The bigger problem is that the characters don't know whether they're meeting someone for the first time or have just finished talking to them, whether the two people next to them are having the exact same conversation, or how many times the player has heard the exact exchange they're about to have. You'll even hear the same lines in different voices, making it impossible to pretend they're anything other than actors reading a script. It's a particular shame because the scripted one-off conversations relating to quests are excellently written, and together with the daily schedules would have given Oblivion's inhabitants plenty of life. Instead the hard work of the writers and AI programmers is ruined by a single sloppy algorithm.

There are other problems with Oblivion's NPCs—they'll occasionally steal things in front of everyone for no good reason, their facial animation ranges from basic to non-existent, and some of their faces are downright ugly (including that of Patrick Stewart's character, sadly). But none of these things annoy after the first time you notice them. Only those wretched background conversations keep coming back to spoil the suspension of disbelief—the main reason Oblivion wallows in the slum of the low 90s instead of its rightful place at 96%. Bethesda haven't got people right yet, and until they do they'll never make the perfect RPG.

(Image credit: Future)

Instead, Oblivion is a messy masterpiece; accomplished, bold, huge and occasionally rough around the edges. Your adventures are more varied than those of any other game I could name, and magnificently rendered by the game's powerhouse graphics and physics. The scenery has more in common with the Lord of the Rings films than with other games. The fights are so visceral you'll flinch at the blows. Magic is beautiful and devastating. The adventures themselves are intricate, emotional stories masterfully told, and given a new twist by your own actions.

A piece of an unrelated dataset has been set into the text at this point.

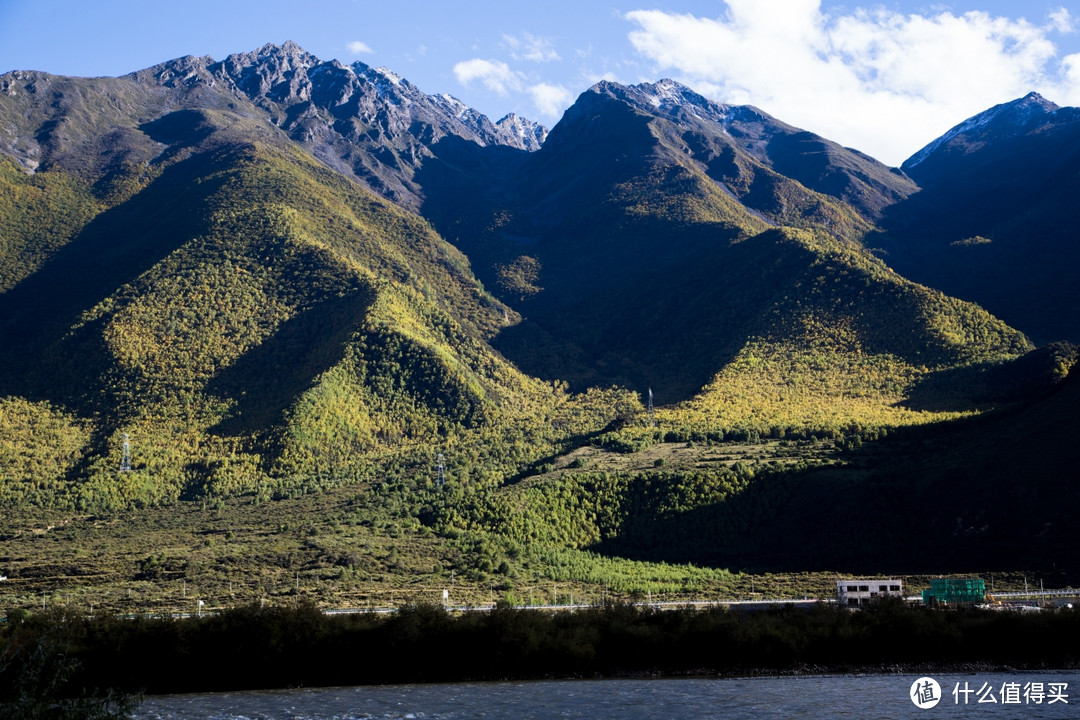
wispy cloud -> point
(878, 80)
(530, 48)
(495, 75)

One other journalist was playing Oblivion alongside me, and in the first 30 hours of play there was only a single quest we both took on. In every other way the things we saw and did were different. Some people will say they don't have time for a game that huge and immersive, but Oblivion players will just laugh. You think we had time? Once you start, everything else just loses importance. Suddenly you've called in sick, your girlfriend or boyfriend has given up on you, and all you have is sweet, blissful Oblivion.